Consider Oregon OSHA's "top 10 violations" for 2013. Most businesses in Oregon are required to have safety committees or safety meetings. And many - if not mmost - businesses are affected by the requirements in Oregon OSHA's hazard communication standard. Yet these rules rank No. 1 and No. 2 on the top 10 violations list, which suggests that employers' safety programs are missing some of the required elements. What are those missing elements? Let's take a look.
Does your workplace have a safety committee or hold safety meetings? No? Are you sure that your workplace doesn't need one? You might want to check the requirements in 437-001-0765(1).
Have the members of your safety committee been trained in the principles of accident investigation and hazard identification? No? Check the requirements for safety committee members in 437-001-0765(4).
Is your workplace holding safety meetings at the proper intervals? You can have quarterly meetings if your employees do mostly office work. Monthly meetings are required for most other businesses. How often should your employees meet? Check the requirements in 437-001-0765(11).

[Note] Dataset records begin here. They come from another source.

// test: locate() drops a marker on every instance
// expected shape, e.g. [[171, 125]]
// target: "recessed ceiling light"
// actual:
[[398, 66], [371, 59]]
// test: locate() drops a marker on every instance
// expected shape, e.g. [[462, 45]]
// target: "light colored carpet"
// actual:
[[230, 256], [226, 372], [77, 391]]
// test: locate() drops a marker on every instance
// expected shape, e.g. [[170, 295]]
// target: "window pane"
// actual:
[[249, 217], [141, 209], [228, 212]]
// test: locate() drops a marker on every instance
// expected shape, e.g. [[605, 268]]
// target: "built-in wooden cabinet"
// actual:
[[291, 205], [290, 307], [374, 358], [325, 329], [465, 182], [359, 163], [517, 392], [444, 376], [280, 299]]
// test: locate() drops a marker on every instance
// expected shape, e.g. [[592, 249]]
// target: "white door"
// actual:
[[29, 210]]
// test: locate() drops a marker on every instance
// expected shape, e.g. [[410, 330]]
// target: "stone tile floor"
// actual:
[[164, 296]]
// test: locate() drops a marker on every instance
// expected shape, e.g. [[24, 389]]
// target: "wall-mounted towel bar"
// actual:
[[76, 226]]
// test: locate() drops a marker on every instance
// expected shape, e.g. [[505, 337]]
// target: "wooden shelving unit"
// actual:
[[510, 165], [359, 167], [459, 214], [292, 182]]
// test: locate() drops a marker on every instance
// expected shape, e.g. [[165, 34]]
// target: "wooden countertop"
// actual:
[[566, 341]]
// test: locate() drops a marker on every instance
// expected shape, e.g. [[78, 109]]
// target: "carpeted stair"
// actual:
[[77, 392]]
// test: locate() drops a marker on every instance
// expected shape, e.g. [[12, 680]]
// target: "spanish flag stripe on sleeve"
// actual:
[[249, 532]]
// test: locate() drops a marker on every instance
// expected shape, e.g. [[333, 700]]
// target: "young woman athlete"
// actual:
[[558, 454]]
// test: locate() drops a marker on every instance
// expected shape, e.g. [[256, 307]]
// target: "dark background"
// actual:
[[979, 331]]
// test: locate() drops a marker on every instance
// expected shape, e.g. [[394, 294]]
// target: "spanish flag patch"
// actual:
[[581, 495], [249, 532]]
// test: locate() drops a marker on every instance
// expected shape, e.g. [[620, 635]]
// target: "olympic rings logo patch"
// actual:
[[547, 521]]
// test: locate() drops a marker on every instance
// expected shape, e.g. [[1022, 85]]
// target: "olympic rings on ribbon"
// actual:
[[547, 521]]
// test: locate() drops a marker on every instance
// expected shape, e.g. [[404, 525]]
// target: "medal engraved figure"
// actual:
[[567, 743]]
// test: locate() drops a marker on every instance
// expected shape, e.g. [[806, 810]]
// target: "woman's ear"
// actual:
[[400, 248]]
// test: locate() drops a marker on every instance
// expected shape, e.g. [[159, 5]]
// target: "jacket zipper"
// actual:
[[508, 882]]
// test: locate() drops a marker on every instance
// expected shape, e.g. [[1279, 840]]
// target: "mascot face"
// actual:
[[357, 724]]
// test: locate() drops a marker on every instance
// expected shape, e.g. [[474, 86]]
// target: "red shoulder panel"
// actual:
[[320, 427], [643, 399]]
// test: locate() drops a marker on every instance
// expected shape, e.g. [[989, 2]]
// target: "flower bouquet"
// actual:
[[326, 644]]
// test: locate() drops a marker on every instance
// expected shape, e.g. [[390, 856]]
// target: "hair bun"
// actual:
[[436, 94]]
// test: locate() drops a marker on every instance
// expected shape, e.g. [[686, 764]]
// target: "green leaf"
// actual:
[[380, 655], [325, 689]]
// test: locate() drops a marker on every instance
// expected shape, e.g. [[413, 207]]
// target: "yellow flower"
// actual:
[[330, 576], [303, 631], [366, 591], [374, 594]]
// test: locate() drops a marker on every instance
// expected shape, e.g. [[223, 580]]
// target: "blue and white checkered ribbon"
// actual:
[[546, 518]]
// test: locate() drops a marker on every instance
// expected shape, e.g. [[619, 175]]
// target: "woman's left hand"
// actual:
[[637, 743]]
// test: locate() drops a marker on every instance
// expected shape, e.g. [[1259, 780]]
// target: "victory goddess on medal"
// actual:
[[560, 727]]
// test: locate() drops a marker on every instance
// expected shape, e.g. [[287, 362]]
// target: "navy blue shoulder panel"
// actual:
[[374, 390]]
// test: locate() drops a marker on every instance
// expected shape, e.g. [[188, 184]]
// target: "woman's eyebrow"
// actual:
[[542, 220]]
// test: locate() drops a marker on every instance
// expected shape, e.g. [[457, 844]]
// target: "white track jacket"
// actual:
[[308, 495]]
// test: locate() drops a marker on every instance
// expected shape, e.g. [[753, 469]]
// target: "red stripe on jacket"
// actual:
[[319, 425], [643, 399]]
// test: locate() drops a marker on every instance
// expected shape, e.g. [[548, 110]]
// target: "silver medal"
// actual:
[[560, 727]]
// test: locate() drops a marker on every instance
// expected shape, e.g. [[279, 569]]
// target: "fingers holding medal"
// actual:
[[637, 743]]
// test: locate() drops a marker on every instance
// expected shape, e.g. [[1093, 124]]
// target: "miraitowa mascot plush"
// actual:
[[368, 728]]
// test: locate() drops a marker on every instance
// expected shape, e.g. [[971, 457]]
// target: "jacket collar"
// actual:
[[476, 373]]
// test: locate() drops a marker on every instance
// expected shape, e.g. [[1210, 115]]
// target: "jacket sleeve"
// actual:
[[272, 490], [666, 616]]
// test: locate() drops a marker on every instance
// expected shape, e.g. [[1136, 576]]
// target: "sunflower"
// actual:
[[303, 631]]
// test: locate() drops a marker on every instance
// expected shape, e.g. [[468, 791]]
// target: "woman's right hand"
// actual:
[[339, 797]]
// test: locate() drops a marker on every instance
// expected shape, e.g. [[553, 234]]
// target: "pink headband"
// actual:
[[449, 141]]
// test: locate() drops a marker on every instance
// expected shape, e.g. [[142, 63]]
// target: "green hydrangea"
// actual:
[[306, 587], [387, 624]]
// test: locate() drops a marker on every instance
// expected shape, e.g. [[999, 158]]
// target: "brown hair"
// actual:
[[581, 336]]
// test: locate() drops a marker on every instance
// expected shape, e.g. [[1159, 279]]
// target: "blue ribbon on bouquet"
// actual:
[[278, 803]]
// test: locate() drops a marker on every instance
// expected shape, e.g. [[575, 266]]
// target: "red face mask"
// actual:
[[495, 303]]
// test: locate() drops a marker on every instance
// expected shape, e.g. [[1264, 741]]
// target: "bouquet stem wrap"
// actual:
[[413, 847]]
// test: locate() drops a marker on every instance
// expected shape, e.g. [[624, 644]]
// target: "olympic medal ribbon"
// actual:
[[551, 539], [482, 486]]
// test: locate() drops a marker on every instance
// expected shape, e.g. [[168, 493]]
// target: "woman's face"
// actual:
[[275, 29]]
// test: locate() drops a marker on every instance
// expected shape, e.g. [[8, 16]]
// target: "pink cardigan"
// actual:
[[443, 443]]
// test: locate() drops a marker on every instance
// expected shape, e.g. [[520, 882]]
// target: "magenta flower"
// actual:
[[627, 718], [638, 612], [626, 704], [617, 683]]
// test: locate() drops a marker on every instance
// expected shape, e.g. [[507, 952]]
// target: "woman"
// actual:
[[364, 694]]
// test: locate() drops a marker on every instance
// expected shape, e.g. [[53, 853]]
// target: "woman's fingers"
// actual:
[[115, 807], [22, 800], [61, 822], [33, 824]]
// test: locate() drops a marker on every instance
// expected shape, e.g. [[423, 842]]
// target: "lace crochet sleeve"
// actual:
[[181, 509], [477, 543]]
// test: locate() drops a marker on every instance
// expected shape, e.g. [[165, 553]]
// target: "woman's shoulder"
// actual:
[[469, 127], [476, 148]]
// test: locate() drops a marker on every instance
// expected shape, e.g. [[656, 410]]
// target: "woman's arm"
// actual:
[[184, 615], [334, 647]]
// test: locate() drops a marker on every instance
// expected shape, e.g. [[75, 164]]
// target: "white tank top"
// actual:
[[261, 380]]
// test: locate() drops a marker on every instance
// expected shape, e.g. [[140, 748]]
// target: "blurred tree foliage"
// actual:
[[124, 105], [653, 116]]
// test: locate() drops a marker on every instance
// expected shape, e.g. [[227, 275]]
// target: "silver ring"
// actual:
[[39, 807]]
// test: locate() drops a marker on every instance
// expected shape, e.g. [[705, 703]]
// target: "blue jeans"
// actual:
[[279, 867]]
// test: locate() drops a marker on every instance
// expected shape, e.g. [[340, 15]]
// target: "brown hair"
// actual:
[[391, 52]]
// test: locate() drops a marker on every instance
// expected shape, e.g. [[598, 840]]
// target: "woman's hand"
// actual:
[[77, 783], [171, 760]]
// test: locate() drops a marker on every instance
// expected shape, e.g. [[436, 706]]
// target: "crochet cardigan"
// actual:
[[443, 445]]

Is someone taking minutes at your safety meetings? If your employees do construction, utility work, or manufacturing, you must keep minutes of all your safety meetings for three years. Find out if the requirements apply to your workplace in 437-1-765(13).
Does your workplace need a written hazard communication program? If your employees use or may be exposed to hazardous chemicals, you probably need to prepare one. You'll find the requirements in 1910.1200(e).
If you have a written hazard communication program, make sure that you don't come short on the following key requirements. They're among the most frequently cited violations in the hazard communication standard.
Labels and other forms of warning. Every container of hazardous chemicals at your workplace must have a label that identifies the chemical and includes information about its hazards. You need to describe in your written program how you will ensure that all the containers are properly labeled. You'll find the requirements in 1910.1200(f).
Safety data sheets. Your workplace must have a safety data sheet for each chemical on your list of hazardous chemicals. Keep safety data sheets where they are readily available for all employees and make sure they know how to find them in an emergency. You'll find the requirements in 1910.1200(g).
Employee information and training. In your plan, describe the training employees will receive so that they know how to protect themselves from chemical hazards and understand the information on product labels and safety data sheets. You'll find the requirements in 1910.1200(h).
You can get current lists of Oregon OSHA's 25 most-violated rules in your own industry with the Oregon OSHA top violations report. The report lets you to search for the most-violated rules by calendar year and by NAICS codes or by industry groups such as construction and manufacturing.
You'll find the report on the DCBS Information Management Division's Workplace Safety and Health page under "Oregon OSHA Activities." Click on Oregon OSHA top 25 violations report.
Do an audit to ensure that your business is complying with the frequently violated rules in your industry. It's easy do and will help strengthen your safety program in 2014.